We first stepped through a pathway with sharply cut bamboo lined on one side and a curtain of living, breathing bamboo on the other. It was a short cleansing walk, leading us away from the everyday clutter. At Nezu Museum (根津美術館) where my Intro to Japanese Art History prof is chief curator, we reveled in the Irises and Wisteria Screens exhibition (燕子花図と藤花図), only possible through her earnest sharing and discussing about the era’s styles and the artists’ social backgrounds and the changing functions of art. Being introduced to art pieces is such a gratifying experience because the conversations and shared observations make the visit so much more personal.
(image from Nezu Museum)
I often think about the artists when I view their pieces.
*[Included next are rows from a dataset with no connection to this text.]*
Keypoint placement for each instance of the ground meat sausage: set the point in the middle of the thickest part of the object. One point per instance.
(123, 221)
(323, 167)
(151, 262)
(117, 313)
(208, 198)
Besides appreciating the lauded techniques of Irises by Ogata Korin (燕子花図屏風 尾形光琳筆) which may have led it to be deemed as a National Treasure of Japan, it is tons of fun figuring out if Ogata Korin also had someone he missed, why he chose such a broad brushstroke, what the numerous paths in that painting meant to him, and where he was trying to hint us towards.
This time I missed out on the teahouses and irises in the garden but I want to be back, if not for the view but also a reminder to express joy often, and to provide joy often.